What is the solution?
Calls for automatic by-elections will always be made in the hours following an MP or MSP’s defection. Public opinion clearly backs this and the logic that voters should be given a say on their representative’s new allegiance is undeniably strong. In purely theoretical terms, automatic by-elections should probably be standardised for single-seat members. However, the world is more complicated than that. There should surely be some mechanism that allows discontented MSPs/MPs to leave their party. The prospect of a by-election would discourage these representatives from ever following their believes which would be unfair on voters.
Perhaps one way to square the circle would be to introduce automatic by-elections for MPs/constituency MSPs if they directly defect to another party. That would give voters a say in their decision. However, perhaps representatives should still be allowed to voice their change in views while being allowed to remain in parliament. A compromise solution would be to allow MPs or constituency MSPs to become independent without causing a by-election. They could be allowed to stand for a new party at the next election, perhaps, even join them six months ahead of it to show their new allegiance if they choose so. This overall approach would allow outright defectors to face the electorate while also allowing a route for independent minded MPs and MSPs to express dissatisfaction with their party and not insult their voters by joining a new party.
There’s probably no right answer to this but this is a solution that would strike the balance between allowing representatives to be true to themselves and giving voters a say when there is a significant and direct switch in support.
That all said, it goes without saying that MPs should not be elected by First Past the Post and that the above relates to the status-quo not the ideal representative democracy. The same goes for constituency MSPs at Holyrood – the Scottish Parliament also needs a new, fairer and more representative voting system. However, while we have these systems the above could be an answer to constant calls for automatic by-elections.
List MSP defections
This article has so far only focused on MPs and constituency MSPs. But what about list MSPs?

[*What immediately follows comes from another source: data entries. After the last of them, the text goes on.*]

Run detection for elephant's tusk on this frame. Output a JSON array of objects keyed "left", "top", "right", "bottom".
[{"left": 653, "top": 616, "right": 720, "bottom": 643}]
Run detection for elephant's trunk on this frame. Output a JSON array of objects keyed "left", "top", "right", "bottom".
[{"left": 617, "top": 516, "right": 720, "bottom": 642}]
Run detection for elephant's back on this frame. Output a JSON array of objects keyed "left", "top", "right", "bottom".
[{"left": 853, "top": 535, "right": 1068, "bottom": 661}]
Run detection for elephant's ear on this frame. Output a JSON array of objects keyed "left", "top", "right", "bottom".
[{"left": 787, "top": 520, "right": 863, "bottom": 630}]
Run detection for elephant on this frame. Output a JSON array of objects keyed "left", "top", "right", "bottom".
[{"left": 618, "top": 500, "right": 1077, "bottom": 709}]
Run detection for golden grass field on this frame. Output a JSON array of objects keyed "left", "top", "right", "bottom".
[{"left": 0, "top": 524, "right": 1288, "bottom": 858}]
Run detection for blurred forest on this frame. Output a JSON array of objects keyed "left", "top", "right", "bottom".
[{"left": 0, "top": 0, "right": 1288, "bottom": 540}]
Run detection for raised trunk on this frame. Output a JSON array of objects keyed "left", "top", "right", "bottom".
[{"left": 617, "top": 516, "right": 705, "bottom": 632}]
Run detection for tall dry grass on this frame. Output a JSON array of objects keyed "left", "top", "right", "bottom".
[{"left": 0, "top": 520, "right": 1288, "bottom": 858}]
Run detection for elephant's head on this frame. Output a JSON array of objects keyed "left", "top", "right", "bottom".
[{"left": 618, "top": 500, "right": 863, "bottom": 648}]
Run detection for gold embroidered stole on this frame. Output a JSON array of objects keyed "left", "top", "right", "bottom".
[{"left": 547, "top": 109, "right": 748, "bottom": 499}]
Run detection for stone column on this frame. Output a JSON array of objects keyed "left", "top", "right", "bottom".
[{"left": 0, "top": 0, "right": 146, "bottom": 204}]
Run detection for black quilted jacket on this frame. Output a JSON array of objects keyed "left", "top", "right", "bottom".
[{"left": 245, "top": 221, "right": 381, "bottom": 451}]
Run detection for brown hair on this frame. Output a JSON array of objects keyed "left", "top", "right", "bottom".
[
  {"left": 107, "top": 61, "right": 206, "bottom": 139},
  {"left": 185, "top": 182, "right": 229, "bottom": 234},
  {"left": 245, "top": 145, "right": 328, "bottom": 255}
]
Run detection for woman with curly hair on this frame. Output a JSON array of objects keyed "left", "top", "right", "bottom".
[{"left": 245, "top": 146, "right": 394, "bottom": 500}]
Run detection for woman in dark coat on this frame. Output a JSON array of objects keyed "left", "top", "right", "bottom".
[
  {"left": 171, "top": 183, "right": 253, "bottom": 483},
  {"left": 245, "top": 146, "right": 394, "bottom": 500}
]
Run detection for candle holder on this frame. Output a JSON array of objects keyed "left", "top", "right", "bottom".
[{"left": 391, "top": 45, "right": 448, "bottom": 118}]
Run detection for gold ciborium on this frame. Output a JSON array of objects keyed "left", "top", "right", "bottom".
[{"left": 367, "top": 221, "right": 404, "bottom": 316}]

The main difference is that there are never by-elections for list MSPs. If a list MSP resigns their seat or dies, then the next candidate in their party list takes the seat. In the case of independents, the seat is left vacant until the next election. This obviously means that a defecting MSP cannot call a by-election. They could defect and resign but the next candidate on their original party’s list would replace them.
The most prominent recent example of a list MSP defection was Conservative Michelle Ballantyne’s defection to Reform UK during the last parliamentary term.
One solution to list MSP defections would similar to above. A list MSP could become an independent and keep their seat but if they wanted to change party they would have to resign their seat – but surely in practice very few would take this route. The truth is this is an incredibly difficult square to circle but it’s also worth saying that because constituents have multiple regional representatives it’s less of an issue if a list MSP defects as they have other MSPs to turn to in order to represent them in parliament.
Overall, the issue of defecting parliamentarians is a tricky one to handle. It will always happen. Just as voters change their opinions, so to do MPs and MSPs. There is no obvious answer to calls for automatic by-elections, but this aspect – that our representatives are complicated individuals with unique and often changing perspectives on the world – should not be lost.